A service company wants to know when to replace its fleet of heavy-duty trucks. By taking data from multiple systems, cleaning it up, and creating a data warehouse, we help such businesses drill down into their ownership and operating costs and proactively plan the optimal replacement mileage.

A public hospital wants to better understand its emergency room (ER) population trends. Using analytics, they’re able to proactively identify patient populations with frequent visits to the ER that could be treated more effectively in nonurgent care settings. Process improvements informed by this data result in lower cost and increased continuity of care for the patients as well as reduced cost of care for the hospital.

A clothing design business relies on successful anticipation of customer preference and demand to align production planning with anticipated sales. Applying predictive analytics to historical sales data, CPG companies can more accurately predict new product sales trends and optimize decisions around dedicated production lines and optimizing purchasing decisions.

Beware the caveats

Amid unlimited possibilities, we offer two caveats:

Don’t try to make the leap to predictive analytics too fast. Without a solid grounding — clean, centralized and governed data and a clear grasp of what is happening, why it’s happening, and what can be safely interpreted as a causal relationship — it is too easy to jump to (wrong) conclusions based on what you want to see in the data, versus what it’s really telling you.

Conversely, at all stages of the analytics maturity continuum, it’s crucial to evaluate the outcomes of analytical systems and processes through the prism of your business experience and knowledge. Successful initiatives require building capabilities and “muscle” in both the data management, analysis and visualization, as well as the business and subject matter expertise to appropriately apply that information and insight to actionable business decisions in the appropriate manner to meet your specific business objectives.

Take a pragmatic approach to analytics

You might be surprised how quickly you can extract more value from your data. Working with an experienced analytics consultancy, you can get started quickly with the right tools and methods for the job.

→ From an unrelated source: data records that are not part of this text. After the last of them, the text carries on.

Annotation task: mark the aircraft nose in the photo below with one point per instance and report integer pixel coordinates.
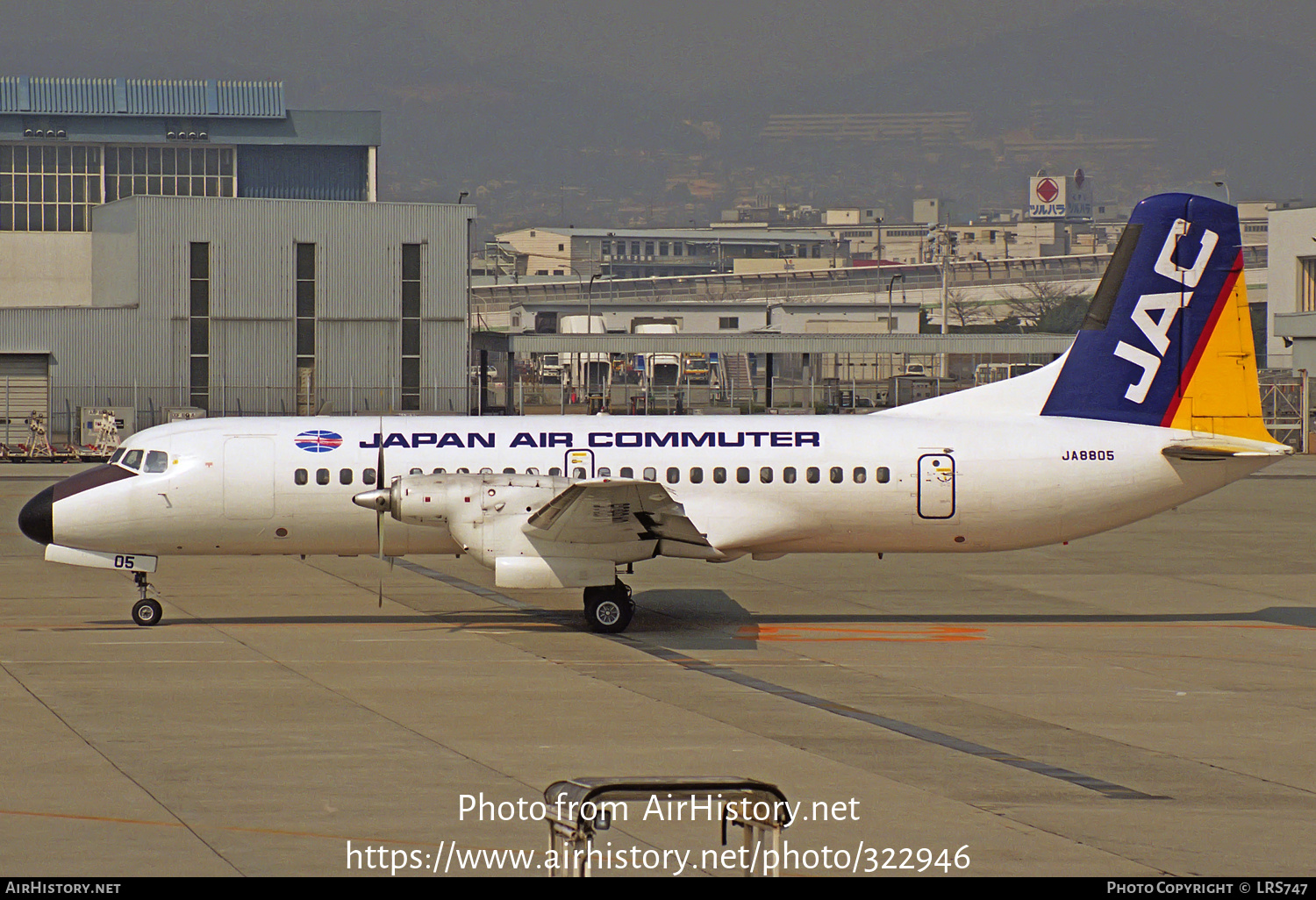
(36, 518)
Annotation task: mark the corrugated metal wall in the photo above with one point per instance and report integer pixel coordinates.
(141, 96)
(358, 274)
(302, 173)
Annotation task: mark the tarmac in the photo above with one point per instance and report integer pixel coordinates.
(1134, 704)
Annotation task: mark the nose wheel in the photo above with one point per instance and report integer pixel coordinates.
(145, 611)
(608, 608)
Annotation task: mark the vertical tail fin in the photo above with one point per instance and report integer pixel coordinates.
(1168, 339)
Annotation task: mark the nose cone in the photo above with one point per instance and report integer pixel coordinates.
(36, 518)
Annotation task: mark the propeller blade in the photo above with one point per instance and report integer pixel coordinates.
(379, 510)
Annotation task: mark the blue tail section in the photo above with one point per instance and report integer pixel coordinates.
(1174, 276)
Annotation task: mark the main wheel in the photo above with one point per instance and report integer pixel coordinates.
(608, 611)
(147, 612)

Successful analytics programs start with curiosity, are built iteratively, and build on the momentum created by end-users experiencing a series of wins.

Begin with the end in mind: what are the key business questions you want to answer and issues you want to resolve? Pick a specific area of the business to start. Where can you have some quick wins? Issues concerning materials and scrap, backorders, or inconsistent or off-target production volumes can all deliver high-value impacts — but more essential is that you begin anywhere you have a curiosity and the data to satisfy it.

Build your program on a foundation of solid data. Identify and map your key data sources (and missing data), centralize and integrate your data, and identify and address data quality issues. Facilitate a collaborative environment between various stakeholders (e.g. IT, operations, and finance). These multiple perspectives are necessary to identify what data is critical, validate the data available, determine how to obtain missing data, and ultimately to create actionable information driving more effective, profitable decision-making.

Start small, but start now. Expand your efforts iteratively, like a trail of breadcrumbs … one answer leads to the next question. The sooner you start, the sooner you’ll begin turning your data into information, identifying opportunities previously unrecognizable to you, and making confident decisions to increase the efficiency of your operations, maintain your competitive advantage, and improve overall profitability.